Моя грабительская просьба развлекает его, будто я собираюсь продеть руки — в чьи-то сыпучие пожитки в непристойном реальном и донашивать, доедать, допивать…
Он ищет журнал, который, оказывается, тиснул статью — исключительно для меня, он перекладывает книги, надутые папки, файлы, и растревоженные завалы сплевывают к подножью черную крошку-коробочку, круглое дерево, красный всполох: дети, бегущие от грозы. Покатившаяся крышка тянет за собой богатства: бейджик какой-то французской конференции — с чужим тройным именем, из коих первое — мадам, три засохших каштана и старинный тюбик с лекарством, каких уже не бывает, какие уже ничего не лечат. Мне не нравятся его руки, в них не чувствуются хорошая ухватка и цепкость, у ладоней низкий борт, жидкое стечет, а сухое легко перехватят пробегающие. Мне не нравятся эти слезки в коробочке.
— Почему же вряд ли?
— Допустим, не успеете, — предполагаю я. — Вы мастерски разделаете этот сюжет — за горящей межой вашего отъезда. На селения, что кормятся дымом, я не покушаюсь, но с удовольствием оттянусь — здесь. Сделаем хулиганку: наслесарим на местном материале.

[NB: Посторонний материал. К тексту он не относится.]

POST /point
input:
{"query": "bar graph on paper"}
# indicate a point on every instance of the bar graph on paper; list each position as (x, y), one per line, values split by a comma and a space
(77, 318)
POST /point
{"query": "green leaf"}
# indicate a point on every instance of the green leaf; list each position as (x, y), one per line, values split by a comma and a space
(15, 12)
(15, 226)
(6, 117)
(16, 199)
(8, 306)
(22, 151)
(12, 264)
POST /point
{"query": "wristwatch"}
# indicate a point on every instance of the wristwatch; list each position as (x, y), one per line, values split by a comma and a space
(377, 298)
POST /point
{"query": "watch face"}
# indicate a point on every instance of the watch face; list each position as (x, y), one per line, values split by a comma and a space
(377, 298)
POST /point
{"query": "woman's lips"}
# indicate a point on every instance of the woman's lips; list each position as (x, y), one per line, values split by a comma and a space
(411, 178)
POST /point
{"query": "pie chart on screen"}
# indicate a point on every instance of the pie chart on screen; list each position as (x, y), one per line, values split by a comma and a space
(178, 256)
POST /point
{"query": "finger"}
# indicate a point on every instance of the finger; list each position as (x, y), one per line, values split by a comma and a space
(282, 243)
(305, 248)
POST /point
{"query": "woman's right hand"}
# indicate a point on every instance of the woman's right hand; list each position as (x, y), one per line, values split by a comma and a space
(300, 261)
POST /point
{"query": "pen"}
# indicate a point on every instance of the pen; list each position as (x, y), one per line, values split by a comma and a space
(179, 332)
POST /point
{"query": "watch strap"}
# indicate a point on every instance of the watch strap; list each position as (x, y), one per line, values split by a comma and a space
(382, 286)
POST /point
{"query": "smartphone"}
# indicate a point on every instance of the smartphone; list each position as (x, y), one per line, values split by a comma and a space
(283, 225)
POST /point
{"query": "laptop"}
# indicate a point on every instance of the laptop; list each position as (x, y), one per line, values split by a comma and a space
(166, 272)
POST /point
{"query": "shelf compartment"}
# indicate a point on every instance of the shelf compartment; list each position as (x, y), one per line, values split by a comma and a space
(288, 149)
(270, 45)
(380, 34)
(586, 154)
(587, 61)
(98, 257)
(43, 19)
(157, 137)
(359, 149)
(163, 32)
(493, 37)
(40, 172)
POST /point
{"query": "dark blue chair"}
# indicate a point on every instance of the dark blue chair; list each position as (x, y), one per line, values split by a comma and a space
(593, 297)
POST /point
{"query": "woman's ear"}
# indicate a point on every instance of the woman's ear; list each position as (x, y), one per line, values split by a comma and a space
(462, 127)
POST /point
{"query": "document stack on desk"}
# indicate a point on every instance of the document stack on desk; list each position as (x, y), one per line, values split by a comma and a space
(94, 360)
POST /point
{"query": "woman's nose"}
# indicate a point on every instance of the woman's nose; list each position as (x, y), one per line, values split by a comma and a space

Чертово фарисейство! Сроки закрыла блажь, но с отъезда, кажется, сбиты печати? Да, до сих пор мы не прикасались к казусу исчезновение, но собеседующие вполне бесчестны и отнекиваются от очевидного. Их дружбы церемонны и неосторожно мешкают — возможно, я слеплю их с канатной трассой, подвесившей разновеликих друзей над пропастью, но ничего щемящего внизу, по крайней мере — по диктовке беседы. Неуклонные рекомендации — восславить сиюминутное. Ни расписания на будущее, ни веры в людей, кто в любой миг вправе бросить все и испариться. Печься ли о завтра, тянуть старые мотивы, привязывать день насущный — к завтрашнему, если вольный новый выпестует себя сам? Довольно каждому дню — своей отсебятины.
Существует один герметичный случай — вы и я, а ваш отъезд и мои психогении, бурьян в покосившийся человечий рост и прогноз погод: с каждым днем будет все холоднее — за тройным забором, в другом времени — и не с нами. Мы сошлись с непринужденностью, расположили к себе ближние сумерки и осыпали дальние — кисейными квадратами света и розы, хотя хмурый из двух подозревает под нами — большой ветер, и не хватит дна для падения, какой неприкосновенностью ни расцвечивай… Во множестве, к чему мы не прикасались, скорый отъезд — самый множественный.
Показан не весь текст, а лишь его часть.